Fileya sentit une colère sourde la consumer, encore plus terrible et violente que lors de la mort de Neko. Elle pouvait presque voir, presque distinguer, des tentacules de Ténèbres sortir de son cœur pour s’étendre à ses veines, pour lui insuffler une force magique interdite.
Quand elle réalisa qu’elle se laissait consumer par la noirceur, Fileya rouvrit les paupières, empruntée. La respiration haletante, les larmes ruisselantes telles deux cascades sur ses joues, la jeune fille recula vivement. Son dos vint rapidement rencontrer un mur. Comme en proie à la folie, la magicienne agrippa sa tête entre ses mains, ses yeux écarquillés de terreur, tandis que le seul son que laissait passer ses lèvres entrouvertes était un filet de souffle saccadé, comme si le cri qu’elle aurait dû lâcher refusait de quitter sa cage thoracique elle aussi apeurée.
Fileya était anéantie. Alors, c’était cela, l’épreuve de la Déesse ? Les jeter face à leur plus terrible souffrance, comme dans une arène remplie d’animaux assoiffés de sang ? La jeune fille en vint à penser à Yume, et à sa réaction lors de son réveil. Qu’avait-il bien pu vivre, lui, de son côté ? Certainement quelque chose de similaire. Mais à quel événement traumatisant avait-il était confronté ? La mort de sa meilleure amie ? De quelqu’un d’autre, quelqu’un qui lui était encore plus cher ? Et qui était le responsable de son malheur ? Avait-il également été en contact avec Shamyso ? Était-ce elle, la source de tous leurs maux ? Fileya se fit la promesse que si elle parvenait à ressortir de cette épreuve avec un esprit sain, elle engagerait la discussion avec Yume. Mais aussi avec le reste de leurs compagnons, une fois qu’ils auront tous subi leurs tests. Car oui, désormais, Fileya pouvait le certifier : cette illusion n’était rien d’autre qu’un scénario tissé de toutes pièces par la Déesse. Elle en était l’auteure, et eux n’étaient rien d’autre que de vulgaires personnages, des pions, qu’il fallait faire souffrir pour affronter des épreuves bien pires encore dans un avenir proche dont elle seule avait, une fois de plus, l’intime secret.

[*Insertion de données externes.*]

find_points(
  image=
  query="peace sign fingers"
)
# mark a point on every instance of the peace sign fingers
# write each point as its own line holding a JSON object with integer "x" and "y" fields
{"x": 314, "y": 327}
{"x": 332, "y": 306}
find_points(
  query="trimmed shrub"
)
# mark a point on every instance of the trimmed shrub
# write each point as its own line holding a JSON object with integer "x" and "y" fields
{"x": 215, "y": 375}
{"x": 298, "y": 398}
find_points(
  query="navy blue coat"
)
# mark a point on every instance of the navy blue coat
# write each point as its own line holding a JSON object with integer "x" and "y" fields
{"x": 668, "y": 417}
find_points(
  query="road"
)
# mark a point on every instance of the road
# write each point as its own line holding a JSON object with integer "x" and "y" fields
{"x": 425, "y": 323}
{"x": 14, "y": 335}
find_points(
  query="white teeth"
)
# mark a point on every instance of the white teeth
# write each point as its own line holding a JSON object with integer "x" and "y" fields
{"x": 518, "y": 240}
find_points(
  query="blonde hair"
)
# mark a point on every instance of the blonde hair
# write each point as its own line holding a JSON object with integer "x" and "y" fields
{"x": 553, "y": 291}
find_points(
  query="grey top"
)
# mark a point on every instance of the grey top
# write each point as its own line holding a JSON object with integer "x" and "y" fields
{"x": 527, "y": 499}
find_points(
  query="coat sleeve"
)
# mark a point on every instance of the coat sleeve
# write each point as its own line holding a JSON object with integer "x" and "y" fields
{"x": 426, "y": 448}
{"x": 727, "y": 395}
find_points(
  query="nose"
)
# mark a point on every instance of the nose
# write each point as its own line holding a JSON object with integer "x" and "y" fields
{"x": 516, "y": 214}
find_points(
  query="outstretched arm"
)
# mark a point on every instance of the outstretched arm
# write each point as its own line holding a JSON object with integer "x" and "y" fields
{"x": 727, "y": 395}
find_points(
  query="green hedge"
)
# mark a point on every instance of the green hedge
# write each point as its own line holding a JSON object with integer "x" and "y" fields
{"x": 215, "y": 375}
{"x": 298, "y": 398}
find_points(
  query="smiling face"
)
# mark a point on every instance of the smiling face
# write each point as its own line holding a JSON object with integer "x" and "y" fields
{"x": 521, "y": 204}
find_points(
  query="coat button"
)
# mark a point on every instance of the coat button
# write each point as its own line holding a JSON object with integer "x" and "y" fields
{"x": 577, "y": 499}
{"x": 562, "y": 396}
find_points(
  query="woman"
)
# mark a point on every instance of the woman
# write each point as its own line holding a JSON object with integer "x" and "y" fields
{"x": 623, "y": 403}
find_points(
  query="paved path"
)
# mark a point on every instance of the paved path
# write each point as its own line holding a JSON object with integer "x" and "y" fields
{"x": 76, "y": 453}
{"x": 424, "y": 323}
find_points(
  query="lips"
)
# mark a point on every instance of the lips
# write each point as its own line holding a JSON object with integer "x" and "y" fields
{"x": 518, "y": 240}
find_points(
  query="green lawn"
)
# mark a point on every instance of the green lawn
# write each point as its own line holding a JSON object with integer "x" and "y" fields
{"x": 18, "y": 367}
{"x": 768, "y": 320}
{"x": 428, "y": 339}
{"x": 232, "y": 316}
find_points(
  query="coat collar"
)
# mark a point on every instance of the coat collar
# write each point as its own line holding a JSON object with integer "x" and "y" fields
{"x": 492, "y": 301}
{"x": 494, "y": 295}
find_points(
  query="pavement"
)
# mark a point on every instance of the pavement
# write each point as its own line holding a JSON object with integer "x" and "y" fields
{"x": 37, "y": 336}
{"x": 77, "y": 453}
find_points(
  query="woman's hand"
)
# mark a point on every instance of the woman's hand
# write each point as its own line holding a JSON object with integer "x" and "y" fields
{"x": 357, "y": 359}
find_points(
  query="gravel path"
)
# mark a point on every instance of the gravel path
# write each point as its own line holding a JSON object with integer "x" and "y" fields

Une fois qu’elle parvint à acquérir un semblant de sérénité, Fileya daigna enfin lever les yeux sur l’appartement silencieux et dorénavant plongé dans le noir.
La chute de la Cité des Invoqueurs avait commencé…
… Et son épreuve n’était pas encore terminée.
Fileya devait toujours trouver la sortie. Sans mentionner le fait que Shamyso lui avait affirmé que quelqu’un l’attendait quelque part dans la Capitale, quelqu’un qui la cherchait. Ses souffrances étaient encore loin d’être achevées. La Déesse avait encore d’autres projets pour elle. Mais si c’était ce qu’elle avait prévu pour l’endurcir, alors soit. Fileya allait s’y soumettre. La chute, plus tard, n’en serait que moins douloureuse.
Avec difficulté, les jambes toujours aussi tremblantes d’émotions, Fileya parvint à se redresser. Là, la jeune fille marcha lentement en direction de son nouveau bâton d’Invoquation. Elle en découdrait avec ce nouvel ennemi, peu lui importait de qui il s’agissait, et prouverait à la Déesse qu’elle avait eu raison de lui confier cette épreuve, et qu’elle en triompherait, l’esprit digne.